Heim Bea · Nationalrat · 2018-09-19
Heim Bea · Nationalrat · Solothurn · Sozialdemokratische Fraktion · 2018-09-19
Wortprotokoll
Wie Sie wissen, können Kantone versicherte Personen, die ihrer Prämienpflicht trotz Betreibung nicht nachkommen, auf eine Liste setzen, auf die sogenannte schwarze Liste. Diese ist dann einsehbar für Leistungserbringer, Gemeinden und Kantone. Wer auf dieser schwarzen Liste ist, bekommt von den Krankenkassen nur noch Notfallbehandlungen zugestanden. So ist es in Artikel 64 a Absatz 7 KVG festgelegt. Verschiedene Kantone führen eine solche Liste, längst nicht alle. Der Sinn der Regelung ist es, Druck auszuüben - vor allem auf jene, die die Prämien zwar zahlen könnten, es aber doch nicht tun. Darum soll, wer auf der Liste steht, im Krankheitsfall, wie gesagt, nur noch Anspruch auf Notfallbehandlungen haben.
Gesetzestechnisch könnte man sagen: eine klare Sache - in der Realität aber ist es dies gar nicht. Das zeigen die Vorkommnisse. Einige Krankenkassen interpretieren den Begriff "Notfall" sehr eigenwillig, sagt der Leiter des interdisziplinären Notfallzentrums des Kantonsspitals Baden. Er ist zum Beispiel mit einer Liste von dreissig Krebspatientinnen und -patienten konfrontiert, deren Krankenkassen sich weigern, die Kosten für die ärztlich verordnete und vital nötige medikamentöse Behandlung zu übernehmen. In Chur ist ein Aids-Patient gestorben, weil sich die Kasse geweigert hatte, seine Medikamente zu vergüten. Er hatte eben Prämienausstände. Die "Sonntags-Zeitung" titelte am 29. April dieses Jahres: "Kantone nehmen mit schwarzen Listen Todesfälle in Kauf" - eine drastische Formulierung, aber sie bringt es auf den Punkt. Das war nie im Sinn des Gesetzgebers. Es ist noch wichtig zu wissen, dass der entsprechende Artikel des KVG auf Antrag der Gesundheitsdirektorenkonferenz geschaffen wurde, um ein Instrument zur Sanktionierung von Prämienausständen zu haben.
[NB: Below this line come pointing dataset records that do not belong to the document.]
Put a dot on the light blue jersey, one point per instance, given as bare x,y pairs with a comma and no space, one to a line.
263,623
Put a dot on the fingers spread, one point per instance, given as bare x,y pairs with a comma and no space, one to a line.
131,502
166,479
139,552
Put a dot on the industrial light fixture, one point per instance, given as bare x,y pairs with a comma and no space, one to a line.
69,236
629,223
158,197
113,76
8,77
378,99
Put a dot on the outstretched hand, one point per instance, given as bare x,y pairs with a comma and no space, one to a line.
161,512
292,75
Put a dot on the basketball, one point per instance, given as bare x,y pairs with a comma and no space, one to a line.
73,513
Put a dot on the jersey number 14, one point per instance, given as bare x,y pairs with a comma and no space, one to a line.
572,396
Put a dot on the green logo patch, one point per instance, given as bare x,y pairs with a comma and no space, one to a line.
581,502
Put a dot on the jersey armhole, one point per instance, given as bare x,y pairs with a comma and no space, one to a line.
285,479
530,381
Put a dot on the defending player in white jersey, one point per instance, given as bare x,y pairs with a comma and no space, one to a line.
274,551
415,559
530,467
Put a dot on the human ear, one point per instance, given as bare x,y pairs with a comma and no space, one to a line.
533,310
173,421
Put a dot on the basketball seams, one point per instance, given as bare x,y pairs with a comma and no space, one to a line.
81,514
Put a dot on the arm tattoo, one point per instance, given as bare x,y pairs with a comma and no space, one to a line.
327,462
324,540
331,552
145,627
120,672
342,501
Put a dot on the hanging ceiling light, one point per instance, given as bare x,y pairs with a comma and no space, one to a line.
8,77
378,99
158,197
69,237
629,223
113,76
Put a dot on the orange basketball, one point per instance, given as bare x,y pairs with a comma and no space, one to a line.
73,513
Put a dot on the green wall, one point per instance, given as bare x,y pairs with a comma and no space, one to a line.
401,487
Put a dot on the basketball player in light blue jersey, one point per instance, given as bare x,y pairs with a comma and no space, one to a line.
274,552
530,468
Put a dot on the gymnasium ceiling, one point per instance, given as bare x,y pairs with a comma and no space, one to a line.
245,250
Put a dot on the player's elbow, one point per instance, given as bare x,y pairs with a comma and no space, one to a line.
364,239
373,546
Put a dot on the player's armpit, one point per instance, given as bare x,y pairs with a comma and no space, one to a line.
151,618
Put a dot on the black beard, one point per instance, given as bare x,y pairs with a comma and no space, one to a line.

Doch Kantone, die solche Listen führen, aber auch verschiedene Kassen stützen sich zum Teil auf ganz unterschiedliche Notfalldefinitionen. Deshalb kommt es zu so problematischen Situationen, zu für Menschen gravierenden Vorkommnissen. Warum? Weil eine allgemeingültige Definition, was eben als Notfall zu betrachten ist und was nicht, fehlt. Inzwischen gibt es einen Entscheid des Versicherungsgerichtes des Kantons St. Gallen. Dieses kommt zum Schluss, eine Notfallbehandlung liege bereits dann vor, wenn Medizinalpersonen eine Beistandspflicht zukomme. Ein Notfall sei nicht erst dann gegeben, wenn sich ein Patient, eine Patientin in Lebensgefahr befinde. Dringend sei ein Fall auch dann, wenn die betroffene Person umgehend Hilfe brauche, wie zum Beispiel bei einer Geburt, weil sonst die Gesundheit unter Umständen ernsthaft beeinträchtigt sein könnte. Dieses Urteil, meinen wir, sollte Signalwirkung für die Politik haben.
Ob sie eine schwarze Liste führen wollen oder nicht, das zu entscheiden ist Sache der Kantone. Was aber nicht allein Sache der Kantone sein darf, ist die mangelnde Definition des Notfallbegriffs. Hier braucht es eine Klärung. Die Kantone sollen deshalb verpflichtet werden, den Notfallbegriff in ihren gesetzlichen Bestimmungen zu umschreiben. Ohne das kommt es nicht nur zu ungleichen Behandlungen je nach Krankenkasse und je nach Kanton, sondern zu weiteren problematischen Situationen, die eben sogar lebensgefährlich sein können.
Mit 11 zu 8 Stimmen bei 1 Enthaltung schlägt Ihnen deshalb die Kommission für soziale Sicherheit und Gesundheit eine Kommissionsmotion vor, die besagt: Wir ergänzen Artikel 64a Absatz 7 KVG mit einem kleinen Satz. Dieser heisst: "Der Kanton umschreibt die Notfallbehandlungen."
Eine Pro-und-Kontra-Debatte zu dieser Motion fand in der Kommission nicht statt. Ich kann Ihnen also einfach nur die Mehrheitsmeinung präsentieren. Ich darf Ihnen aber auch mitteilen, dass der Bundesrat am 5. September 2018 beschlossen hat, die Annahme dieser Motion zu beantragen.